Google is locking people out of documents, and you should be worried - mkbkn
http://mashable.com/2017/10/31/google-docs-locking-people-out/#pMjlaEauZaq1
======
vectorEQ
people make derps in code, even google. if the content of said documents were
stolen then i'd say worry about it. but there is no indication this has
actually happened.

"This morning, we made a code push that incorrectly flagged a small percentage
of Google docs as abusive, which caused those documents to be automatically
blocked," -> can actually happen... not like they will duplicate all documents
of all users in some kind of test environment to test it before deployment,
that seems unreasonably resource intensive.
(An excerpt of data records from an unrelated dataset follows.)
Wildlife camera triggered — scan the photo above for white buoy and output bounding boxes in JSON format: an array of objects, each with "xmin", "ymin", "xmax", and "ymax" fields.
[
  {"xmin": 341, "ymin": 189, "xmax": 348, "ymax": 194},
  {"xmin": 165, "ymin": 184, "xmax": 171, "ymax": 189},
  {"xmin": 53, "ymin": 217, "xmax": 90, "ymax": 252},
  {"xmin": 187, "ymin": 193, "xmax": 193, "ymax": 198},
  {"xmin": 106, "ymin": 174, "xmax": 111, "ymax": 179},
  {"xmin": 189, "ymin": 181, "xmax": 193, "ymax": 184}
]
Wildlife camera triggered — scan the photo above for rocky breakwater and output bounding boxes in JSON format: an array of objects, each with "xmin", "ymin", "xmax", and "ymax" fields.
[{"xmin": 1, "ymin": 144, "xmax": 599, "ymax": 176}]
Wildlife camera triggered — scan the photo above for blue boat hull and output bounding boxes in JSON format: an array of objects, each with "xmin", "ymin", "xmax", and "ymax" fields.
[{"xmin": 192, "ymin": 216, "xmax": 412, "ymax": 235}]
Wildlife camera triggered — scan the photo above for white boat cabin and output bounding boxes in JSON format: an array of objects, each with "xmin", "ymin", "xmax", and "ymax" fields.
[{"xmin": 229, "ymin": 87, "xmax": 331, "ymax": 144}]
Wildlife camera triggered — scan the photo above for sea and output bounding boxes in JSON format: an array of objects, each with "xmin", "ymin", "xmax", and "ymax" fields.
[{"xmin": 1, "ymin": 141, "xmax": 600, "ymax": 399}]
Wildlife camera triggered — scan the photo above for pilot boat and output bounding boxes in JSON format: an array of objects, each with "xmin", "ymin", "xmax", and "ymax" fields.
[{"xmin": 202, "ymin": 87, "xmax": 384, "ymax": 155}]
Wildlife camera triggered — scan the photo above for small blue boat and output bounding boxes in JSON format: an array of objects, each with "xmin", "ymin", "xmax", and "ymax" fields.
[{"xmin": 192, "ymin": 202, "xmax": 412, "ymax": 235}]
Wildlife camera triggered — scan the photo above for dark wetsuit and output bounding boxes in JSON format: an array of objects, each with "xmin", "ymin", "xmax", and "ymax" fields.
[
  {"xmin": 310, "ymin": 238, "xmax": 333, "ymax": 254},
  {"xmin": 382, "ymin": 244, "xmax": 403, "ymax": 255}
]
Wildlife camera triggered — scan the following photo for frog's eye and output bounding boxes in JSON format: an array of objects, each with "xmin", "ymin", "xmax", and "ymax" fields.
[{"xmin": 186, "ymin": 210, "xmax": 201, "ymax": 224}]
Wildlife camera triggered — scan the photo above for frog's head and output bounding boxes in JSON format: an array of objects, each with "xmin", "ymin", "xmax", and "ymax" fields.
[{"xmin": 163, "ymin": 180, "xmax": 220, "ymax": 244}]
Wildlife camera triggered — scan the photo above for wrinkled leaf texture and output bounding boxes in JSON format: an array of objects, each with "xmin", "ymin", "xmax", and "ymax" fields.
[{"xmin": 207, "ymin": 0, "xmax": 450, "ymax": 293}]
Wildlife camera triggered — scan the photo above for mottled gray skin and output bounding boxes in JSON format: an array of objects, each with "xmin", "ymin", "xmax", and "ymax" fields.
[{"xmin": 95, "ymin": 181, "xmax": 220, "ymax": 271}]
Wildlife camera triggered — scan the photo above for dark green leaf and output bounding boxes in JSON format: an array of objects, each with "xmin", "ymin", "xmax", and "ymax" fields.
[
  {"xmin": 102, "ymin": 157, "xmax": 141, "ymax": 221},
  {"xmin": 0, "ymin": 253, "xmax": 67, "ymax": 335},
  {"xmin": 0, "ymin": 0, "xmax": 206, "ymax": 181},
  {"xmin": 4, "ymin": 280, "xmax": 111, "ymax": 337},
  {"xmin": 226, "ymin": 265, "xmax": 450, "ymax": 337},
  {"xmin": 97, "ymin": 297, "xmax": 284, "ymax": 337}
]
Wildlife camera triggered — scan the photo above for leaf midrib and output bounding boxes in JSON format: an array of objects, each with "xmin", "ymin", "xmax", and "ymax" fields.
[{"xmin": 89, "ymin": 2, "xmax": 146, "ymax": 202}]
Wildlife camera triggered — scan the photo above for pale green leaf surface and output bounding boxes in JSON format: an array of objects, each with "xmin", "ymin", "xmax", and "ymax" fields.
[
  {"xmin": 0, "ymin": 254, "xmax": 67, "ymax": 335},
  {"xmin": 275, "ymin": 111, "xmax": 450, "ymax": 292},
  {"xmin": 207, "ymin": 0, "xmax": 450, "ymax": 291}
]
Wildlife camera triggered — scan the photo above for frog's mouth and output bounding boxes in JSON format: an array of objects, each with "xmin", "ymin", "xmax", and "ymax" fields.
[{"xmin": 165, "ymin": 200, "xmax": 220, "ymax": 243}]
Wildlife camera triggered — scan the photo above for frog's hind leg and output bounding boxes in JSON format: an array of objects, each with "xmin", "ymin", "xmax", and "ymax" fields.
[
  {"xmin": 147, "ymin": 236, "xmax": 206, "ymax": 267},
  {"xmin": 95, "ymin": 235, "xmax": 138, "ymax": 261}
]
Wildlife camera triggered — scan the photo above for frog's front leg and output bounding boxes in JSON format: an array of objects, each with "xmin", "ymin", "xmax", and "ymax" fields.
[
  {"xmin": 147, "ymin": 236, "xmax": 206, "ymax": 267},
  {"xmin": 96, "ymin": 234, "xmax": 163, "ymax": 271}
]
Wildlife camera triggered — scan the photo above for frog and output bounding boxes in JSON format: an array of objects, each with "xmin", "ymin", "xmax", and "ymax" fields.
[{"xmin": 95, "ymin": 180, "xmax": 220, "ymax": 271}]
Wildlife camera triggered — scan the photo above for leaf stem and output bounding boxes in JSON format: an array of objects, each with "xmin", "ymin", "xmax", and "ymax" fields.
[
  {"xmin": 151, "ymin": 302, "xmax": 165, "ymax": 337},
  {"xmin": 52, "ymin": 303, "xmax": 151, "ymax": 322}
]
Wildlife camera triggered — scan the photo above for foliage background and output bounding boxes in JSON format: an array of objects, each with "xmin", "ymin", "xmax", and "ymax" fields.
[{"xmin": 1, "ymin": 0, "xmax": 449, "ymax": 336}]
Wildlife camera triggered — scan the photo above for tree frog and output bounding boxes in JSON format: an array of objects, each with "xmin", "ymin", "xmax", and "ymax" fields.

"Still, the incident raises important questions about the control Google Docs
users have over their own content" .... people with important or sensitive
documents ( and the tinfoil hat brigade) should host files on their own
machines always or accept the fact they are submitting to a third party which
can never guarante 100% access due to human error being involved in
processes...

"Nobody should be writing hate speech or death threats in their Google docs —
or anywhere." this scentence is completly random.... nothing is mentioned on
what exactly is the content which is being looked for by the algorithms, nor
any details are given about what kind of programatic error caused this, so
this is only speculation... :s

a lot of people seem to be getting really aggresive towards putting everything
in the online censorship / data theft / big evil coorporation bucket, but
really most things are just not that dark. not to say such things don't
happen, but there seems to be no indication here of anything like that.